Cut forward to the present and Batgirl faces off against the Talon the girl in the story would become. She barely manages to fight the Talon off. Gordon is approached by the Court of Owls and forbidden from acting against them, at risk of harm coming to Barbara.
While Batgirl faces the Talon and defeats her, Gordon finally makes his way up to the roof where he activates the batsignal, only to discover that is what the Court of Owls wanted him to do all along, having replaced the batsignal with their own signal.
Doing the rounds on other review sites I’ve noticed that a few of them have been down on this series. While I can understand why, Batgirl has yet to wow me completely, I think this issue at the very least was an entertaining read. The ominous ending bodes well for how it ties in with the rest of the event, though speaking after reading the other issues I have to say that it does not really come up again. Which smacks of a missed opportunity. Unless of course it happened in one of the few Batman books that I’m not reading.
As a contained story it works just fine. I’m not entirely sold on multi book events in comics, mostly because it takes what should be a complete story and fragments it into something told by multiple writers, some of whom don’t seem to communicate with each other. To comment on the event as a whole, none of the other books really matter to the overall story. The driving force is in Batman and all the other characters are reduced to one off fights against whichever Talon they are matched against.

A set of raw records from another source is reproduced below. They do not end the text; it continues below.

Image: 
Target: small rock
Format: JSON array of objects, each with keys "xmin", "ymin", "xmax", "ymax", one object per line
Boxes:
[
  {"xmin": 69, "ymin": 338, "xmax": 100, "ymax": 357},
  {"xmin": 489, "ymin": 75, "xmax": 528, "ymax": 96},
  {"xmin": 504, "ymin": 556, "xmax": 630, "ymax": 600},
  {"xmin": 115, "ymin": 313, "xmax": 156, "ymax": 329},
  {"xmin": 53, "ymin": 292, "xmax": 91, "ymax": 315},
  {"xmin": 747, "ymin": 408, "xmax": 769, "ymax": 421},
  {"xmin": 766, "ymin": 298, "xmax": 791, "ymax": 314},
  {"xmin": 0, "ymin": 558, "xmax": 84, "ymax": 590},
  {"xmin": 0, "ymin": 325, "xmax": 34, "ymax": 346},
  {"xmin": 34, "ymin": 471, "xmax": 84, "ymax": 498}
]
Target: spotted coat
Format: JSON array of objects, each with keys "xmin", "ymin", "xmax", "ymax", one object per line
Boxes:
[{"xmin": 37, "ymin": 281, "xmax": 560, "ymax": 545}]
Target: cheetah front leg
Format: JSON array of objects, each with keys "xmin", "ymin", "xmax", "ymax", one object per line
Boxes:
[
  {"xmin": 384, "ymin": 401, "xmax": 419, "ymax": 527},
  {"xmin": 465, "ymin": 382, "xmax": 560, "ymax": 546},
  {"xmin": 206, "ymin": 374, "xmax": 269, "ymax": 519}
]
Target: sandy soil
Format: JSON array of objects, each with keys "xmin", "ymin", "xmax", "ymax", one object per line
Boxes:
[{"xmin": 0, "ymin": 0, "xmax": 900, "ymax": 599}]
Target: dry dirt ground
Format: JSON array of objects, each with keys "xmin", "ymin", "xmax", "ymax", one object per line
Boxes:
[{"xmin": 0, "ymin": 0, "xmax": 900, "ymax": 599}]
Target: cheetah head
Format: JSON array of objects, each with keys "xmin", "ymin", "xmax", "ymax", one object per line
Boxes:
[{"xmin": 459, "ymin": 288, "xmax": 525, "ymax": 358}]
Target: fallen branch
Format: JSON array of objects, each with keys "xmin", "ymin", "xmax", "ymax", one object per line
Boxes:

The interesting part of this issue is definitely the Talon. Each other issue in this event focuses on a backstory for whichever Talon the character has to face off against. Compared to those other stories I think I might prefer Gail Simone’s take on her Talon’s story most. For one the story is broken between the events of the fire balloons, and the Talon’s own past. I for one at least appreciated the first few pages because they led me to do a little searching to confirm if the balloons were a real thing. Turns out they were, also they were completely ineffective. With the exception of six people dead, which is itself a horrible tragedy, no major damage was caused by the over 9,300 balloons that were launched. So I’ve learned something about history. Thanks Gail Simone!
But a comic is not a history lesson–unless you count the excellent history of Switzerland I read in school and am still trying to track down–so how does the story itself stand? It stands well enough on its own, though the sterile nature of the books sticks out. This is a complaint I have about all of the Batman books, the titular character of each book is the star, often resulting in being the only character from the bat family featured. Crossovers are rare, and even a major event like this segregates the characters into their own books. This would be a perfect opportunity to see the cast interacting with each other, but instead we get a collection of one off fights.
An entertaining read, but one that could have been more, though that itself is a fault of the event as a whole and not the individual book.